In order for crystals to form, urine must be supersaturated with respect to the stone material, meaning that concentrations are higher than the thermodynamic solubility for that substance. Levels of urinary supersaturation correlate with the type of stone formed. 4 For CaOx, the most important determinants of urinary supersaturation are total daily calcium excretion and urine volume: in other words, urine calcium concentration. 5,6 It is reported that boron supplementation of 3 mg/day decreased urinary Ca and P excretion in humans. 7
Foods particularly rich in boron include avocado, peanuts, pecans, grapes, raisins, and wine. Legumes, nuts, and avocados contain 1.0–4.5-mg boron/100 g. 3 Absorption appears to be virtually complete (95% in humans and rats) and boron is excreted largely in the urine. 8 The Food and Nutrition Board of the Institute of Medicine has established the Tolerable Upper Intake Level for adults over 18 years old as 20 mg/day. 9
The association between serum testosterone and urolithiasis as a specific underlying risk factor has so far received only limited attention.
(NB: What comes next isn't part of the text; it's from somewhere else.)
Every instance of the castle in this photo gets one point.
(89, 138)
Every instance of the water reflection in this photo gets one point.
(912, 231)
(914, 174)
In particular, Kato et al. (2005) concluded that menopausal women might have an increased potential for urinary stone formation compared with premenopausal women. 10
Testosterone appears to promote stone formation by suppressing renal osteopontin expression and increasing urinary oxalate excretion, while estrogen appears to inhibit stone formation by increasing osteopontin expression in the kidneys and decreasing urinary oxalate excretion. 11 Active dihydrotestosterone is partially responsible for exaggerated hyperoxaluria observed in the rat ethylene glycol model of urolithiasis. 1
Recent findings indicate that boron and borates may possess anticarcinogenic properties. 12 Hormone replacement therapy (HRT) is known to reduce lung cancer, and dietary boron may have actions similar to those of HRT. 13 Nielsen et al. (1987) indicated that dietary boron repletion in postmenopausal women, who were previously on a low-boron diet, increased their serum 17B-estradiol (E2) and testosterone levels. 7 Similar significant increase in serum E2 levels was found in healthy males after 4 weeks of boron supplementation. 14 Therefore, one possible proposed mechanism is the conversion of T to E2 by boron.
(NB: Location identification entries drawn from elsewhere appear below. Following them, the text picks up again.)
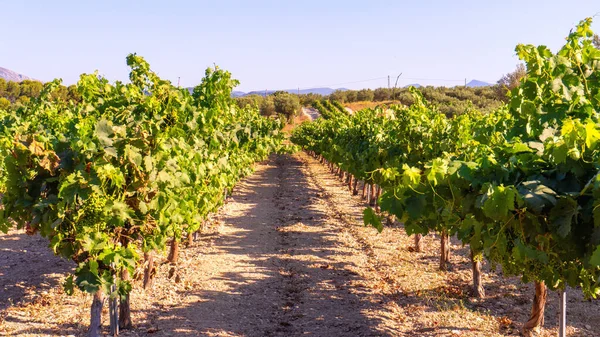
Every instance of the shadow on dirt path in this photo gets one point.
(278, 268)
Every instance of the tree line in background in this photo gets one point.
(14, 94)
(449, 100)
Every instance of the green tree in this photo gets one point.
(382, 94)
(350, 96)
(267, 107)
(13, 91)
(31, 88)
(286, 104)
(510, 81)
(338, 95)
(253, 101)
(365, 95)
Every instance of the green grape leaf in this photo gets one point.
(371, 218)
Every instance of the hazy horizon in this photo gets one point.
(280, 45)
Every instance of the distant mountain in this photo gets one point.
(10, 75)
(318, 91)
(476, 83)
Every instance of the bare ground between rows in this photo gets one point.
(434, 303)
(287, 256)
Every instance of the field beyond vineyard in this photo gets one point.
(288, 255)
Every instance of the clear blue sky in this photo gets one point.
(283, 44)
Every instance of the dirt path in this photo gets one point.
(278, 268)
(287, 256)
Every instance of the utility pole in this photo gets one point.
(395, 85)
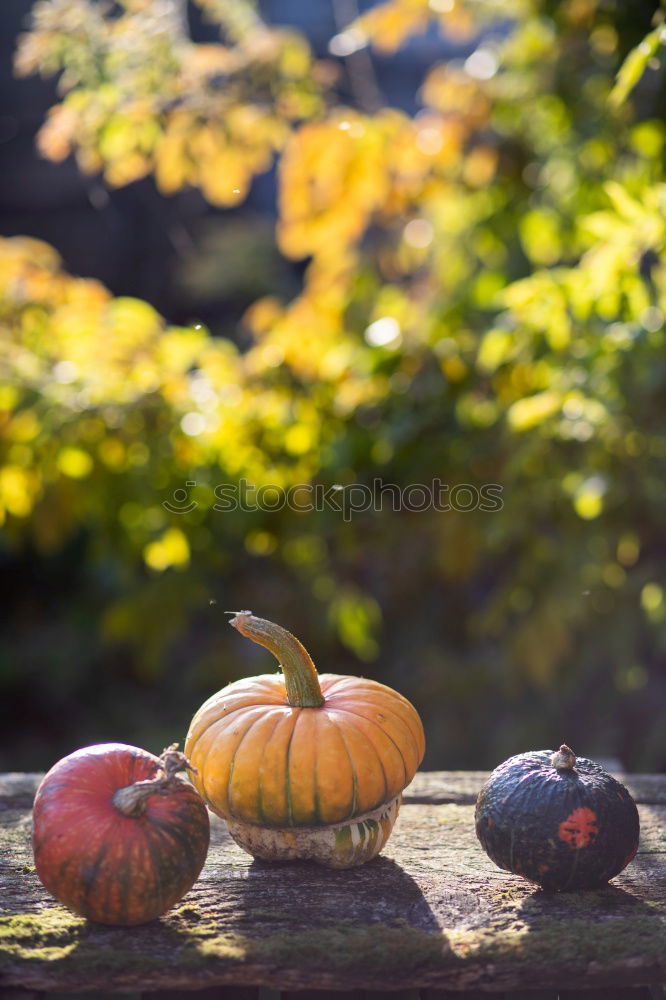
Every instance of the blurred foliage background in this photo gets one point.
(466, 285)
Urinary excretion of tumor necrosis factor-α (TNF-α) increased from the lithotripsy-treated kidney by 1 hour after treatment, 15 and an increase was noted in TNF-α, interleukin-6 (IL-6), IL-10, C-reactive protein (CRP), and serum amyloid A in percutaneous nephrolithotomy. 16
Furthermore, in a study, 1-week boron supplementation resulted in a significant decrease in plasma TNF-α concentration (12.32 versus 9.97 pg/mL) and a remarkable decrease (about 50%) in plasma concentration of high sensitive C reactive protein (hsCRP) (1460 versus 795 ng/mL) and IL-6 (1.55 versus 0.87 pg/mL) in healthy male subjects, respectively. 17
Moreover, it sounds reasonable to speculate that alterations in steroids by boron, and the reduction of cytokines with a possible change in urine calcium concentration may have an impact on the prevention of stone formation or removal. Successful and comfortable kidney stone repulsion with minor pain and bleeding indicates that this impact of boron requires and deserves further investigations, which will require the cooperation of urologists to clarify and confirm the above finding. Therefore, more clinical trials are needed to establish the usefulness of boron in the adjunctive treatment of urolithiasis.
Footnotes
Acknowledgments
The authors would like to express their warm thanks to the subjects who voluntarily participated in this study.
Disclosure Statement
No competing financial interests exist.